Forgetting to maintain leaf links after splits/merges (breaks range scans).
Inconsistent min/max keys per node when switching between “order m” and “degree t” definitions.
Node size not aligned to page size → reduced fanout and extra I/O.
When to use
Compared to B-trees, choose B+ Trees when you need:
-
Better range queries (thanks to leaf chaining)
-
Higher fan-out (internal nodes smaller, only keys)
-
Predictable I/O (fewer disk pages to touch)
-
Efficient iteration (ordered, sequential leaves)

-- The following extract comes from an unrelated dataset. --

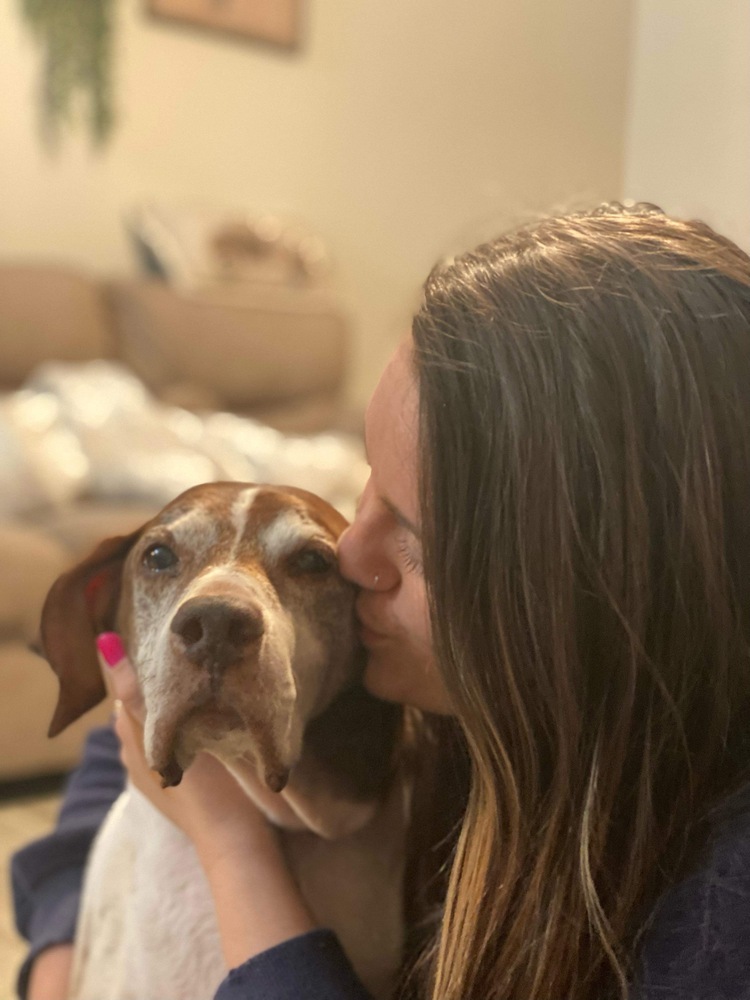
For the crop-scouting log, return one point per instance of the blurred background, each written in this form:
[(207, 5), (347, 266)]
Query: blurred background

These advantages make B+ trees ideal for large datasets that cannot fit entirely into memory.
Summary
-
B+ Trees extend B-trees by separating data storage (leaves) from indexing (internal nodes).
-
They support efficient range queries, sequential traversal, and high fan-out - ideal for disk-based systems.
-
Insertions and deletions maintain balance, ensuring predictable logarithmic performance.
-
Almost every database and filesystem index structure builds on this design.